I'd break up with her, it isn't working. That's what I'd do (I've never been in a committed relationship for more then a year, I get bored).
As far as what you should do? I say just have a good time whenever you see one another, and make the most of it. It's just a minor bump in the road of life. You make plans, then life happens.
Real relationships take work. If you ever get married, after the honeymoon phase wears off (and it will wear off for everyone, belive me) it takes work to keep the relationship alive.
If she's worth it. Which I assume she is. You need to find time to connect. Whether you do what gorzo said or decide that early morning might be better. It's good to stick with it. It builds charecter, and both of you can improve the other. So that each of you is better than they could have been. Once you get passed the hurtle of the giddiness wearing off. You will be closer than ever. Because you stuck with it, and made it work.

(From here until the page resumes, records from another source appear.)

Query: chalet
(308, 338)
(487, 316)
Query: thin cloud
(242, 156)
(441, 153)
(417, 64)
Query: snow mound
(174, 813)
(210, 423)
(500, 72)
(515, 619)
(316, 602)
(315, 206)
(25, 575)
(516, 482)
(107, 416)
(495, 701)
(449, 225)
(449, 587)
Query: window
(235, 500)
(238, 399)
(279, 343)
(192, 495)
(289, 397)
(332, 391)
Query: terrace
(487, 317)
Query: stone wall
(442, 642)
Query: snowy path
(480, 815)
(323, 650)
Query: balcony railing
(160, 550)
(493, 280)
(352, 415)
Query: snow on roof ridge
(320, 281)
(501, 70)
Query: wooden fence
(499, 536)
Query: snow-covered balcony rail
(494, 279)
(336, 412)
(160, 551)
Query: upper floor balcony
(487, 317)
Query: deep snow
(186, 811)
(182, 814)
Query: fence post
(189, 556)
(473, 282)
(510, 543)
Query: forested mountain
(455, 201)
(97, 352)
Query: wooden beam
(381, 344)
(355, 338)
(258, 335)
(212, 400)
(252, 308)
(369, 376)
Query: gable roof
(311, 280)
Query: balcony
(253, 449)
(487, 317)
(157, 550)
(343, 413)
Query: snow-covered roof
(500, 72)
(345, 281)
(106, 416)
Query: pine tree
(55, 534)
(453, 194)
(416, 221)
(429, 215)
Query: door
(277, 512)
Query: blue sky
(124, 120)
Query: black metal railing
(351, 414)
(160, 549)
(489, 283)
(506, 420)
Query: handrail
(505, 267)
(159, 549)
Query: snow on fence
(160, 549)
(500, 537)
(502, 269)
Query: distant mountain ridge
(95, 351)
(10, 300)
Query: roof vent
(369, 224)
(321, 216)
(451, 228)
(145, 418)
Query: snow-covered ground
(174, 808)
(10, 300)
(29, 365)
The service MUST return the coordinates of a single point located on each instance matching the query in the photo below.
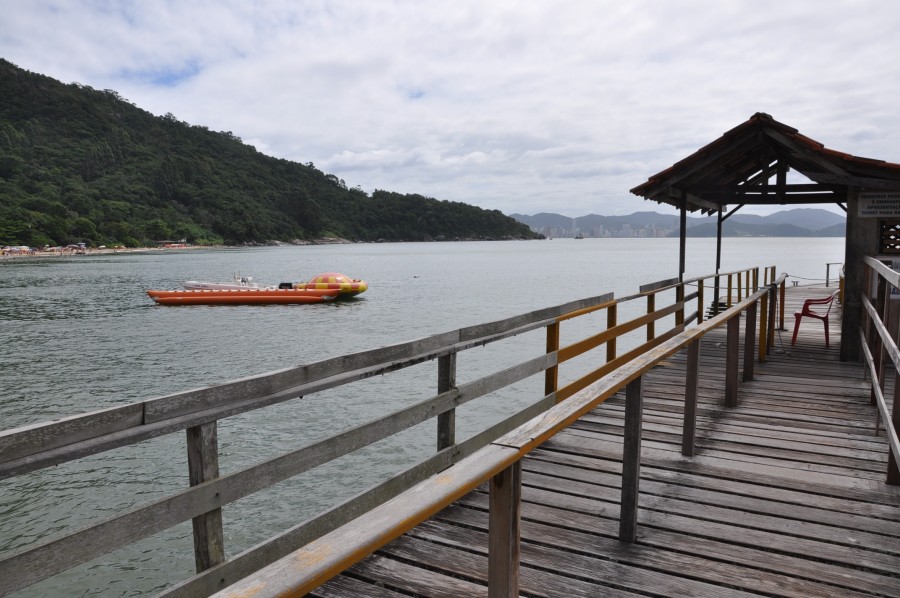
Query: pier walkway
(784, 496)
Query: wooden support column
(763, 327)
(203, 466)
(692, 375)
(881, 308)
(551, 376)
(716, 289)
(446, 420)
(731, 361)
(730, 289)
(773, 300)
(631, 460)
(611, 323)
(504, 532)
(749, 342)
(781, 305)
(862, 239)
(700, 301)
(682, 239)
(893, 475)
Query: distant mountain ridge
(798, 222)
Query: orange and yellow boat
(324, 287)
(348, 287)
(242, 296)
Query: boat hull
(348, 287)
(241, 296)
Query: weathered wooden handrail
(307, 568)
(875, 344)
(33, 447)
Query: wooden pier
(784, 496)
(695, 456)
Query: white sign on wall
(879, 204)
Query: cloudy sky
(522, 106)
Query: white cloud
(518, 106)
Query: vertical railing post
(692, 375)
(610, 324)
(773, 300)
(504, 532)
(731, 360)
(878, 350)
(893, 475)
(749, 342)
(447, 420)
(203, 466)
(781, 305)
(763, 326)
(730, 289)
(716, 293)
(700, 301)
(631, 460)
(551, 376)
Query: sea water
(79, 334)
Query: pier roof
(738, 168)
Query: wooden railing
(499, 463)
(877, 342)
(499, 447)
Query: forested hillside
(83, 165)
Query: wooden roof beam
(850, 180)
(804, 153)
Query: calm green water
(79, 334)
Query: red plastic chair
(809, 313)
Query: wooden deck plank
(785, 495)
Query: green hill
(83, 165)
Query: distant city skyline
(516, 108)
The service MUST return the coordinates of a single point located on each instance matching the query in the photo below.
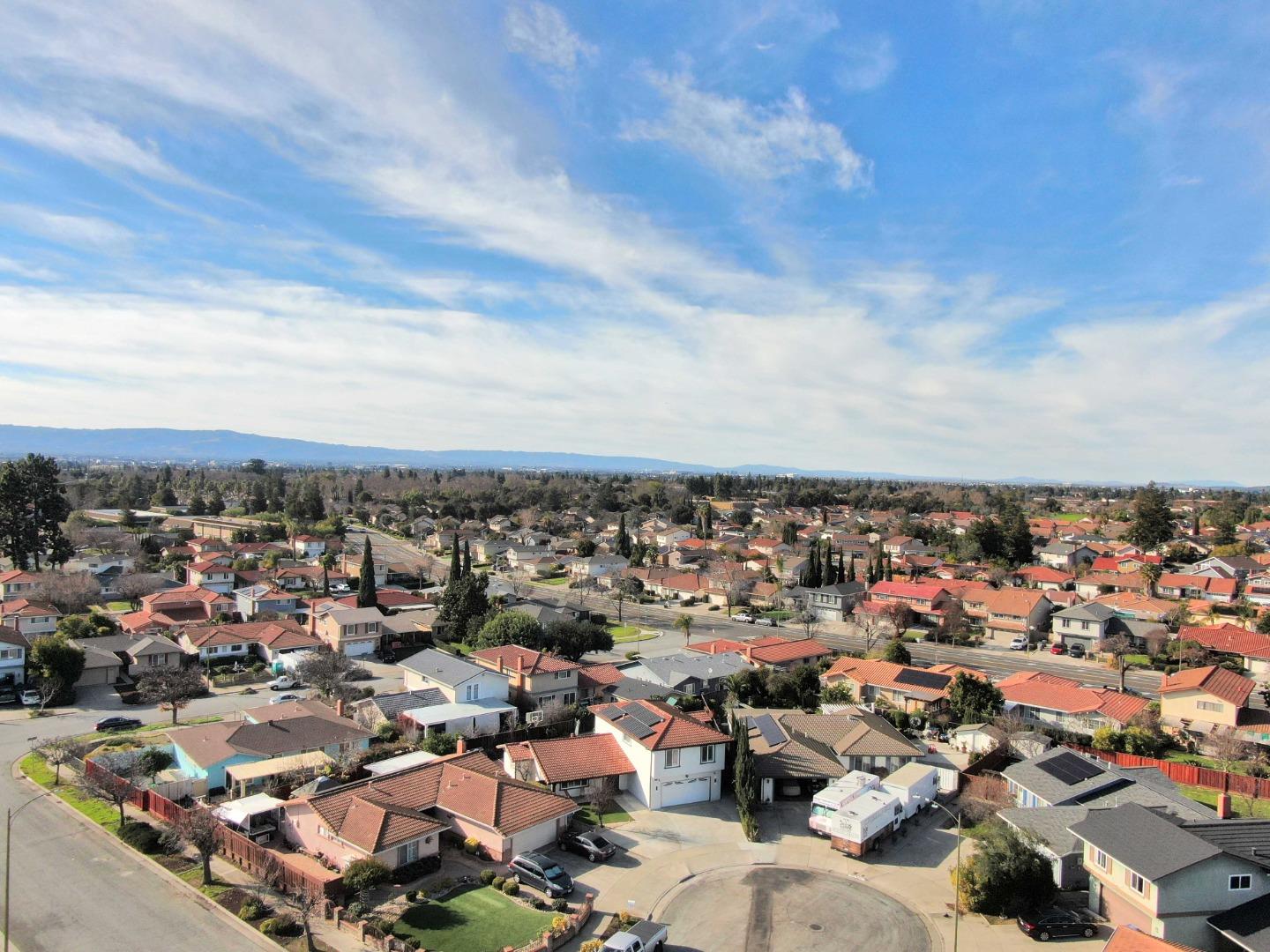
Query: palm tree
(684, 623)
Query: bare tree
(196, 828)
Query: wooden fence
(1188, 775)
(258, 861)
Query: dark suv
(542, 873)
(1057, 925)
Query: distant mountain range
(156, 444)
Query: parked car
(542, 873)
(591, 844)
(1057, 925)
(116, 724)
(644, 936)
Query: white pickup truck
(644, 936)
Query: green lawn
(95, 810)
(1238, 805)
(478, 920)
(616, 814)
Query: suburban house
(270, 640)
(898, 686)
(211, 576)
(17, 583)
(677, 758)
(534, 680)
(399, 818)
(29, 619)
(1201, 700)
(207, 752)
(571, 766)
(834, 603)
(354, 631)
(13, 657)
(771, 651)
(258, 599)
(687, 672)
(1183, 881)
(308, 546)
(1006, 614)
(1050, 701)
(1232, 641)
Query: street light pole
(957, 874)
(8, 839)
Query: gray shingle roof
(1149, 844)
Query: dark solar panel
(1070, 770)
(923, 680)
(768, 727)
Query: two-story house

Though if your not right for each other, I'm sure and I hope you find someone that is right for you. And that she finds someone that's right for her
Bottom line. Intimacy takes work, but connects you both and improves you both. And the payout is worth the risk/work
You have to ask yourself some basic questions that you might not want to think about:
1.) How much time together is the right amount for both of you, each week?
2.) What is the ultimate goal in the relationship? Be it marriage, kids, sex, or all of the above?
3.) What are both of your priorities and goals? School, work, or love? Making a list helps.
People change throughout time, so do priorites and goals. Are you both looking to maintain a relationship right now, or are other things more important? You have to put in the work in order to reap the benefits. Have a sincere talk about what your objectives are, whats most important to you, and how you aim to achieve those goals.
You have to learn how to make time for yourselves otherwise "too busy" will always be the reason why you cant spend time together.
Beautifully put barzini
Instead of worrying about "alone" time, I think the point right now should just be time. It's clear you both have busy schedules so any time you spend together is great.
An idea why not just one weekend get a cheap hotel room, just so you guys can be together. If you need to bring some work to finish so be it.
But the overall thing I believe if it's meant to work out it will, it might not immediately but in the long run it will.
Thanks guys. This helped alot. I am gunna keep working at it. I love this girl and I don't want something silly to get in the way of our happiness.
Im glad to hear you are trying to work it out. Best of luck to you and your relationship.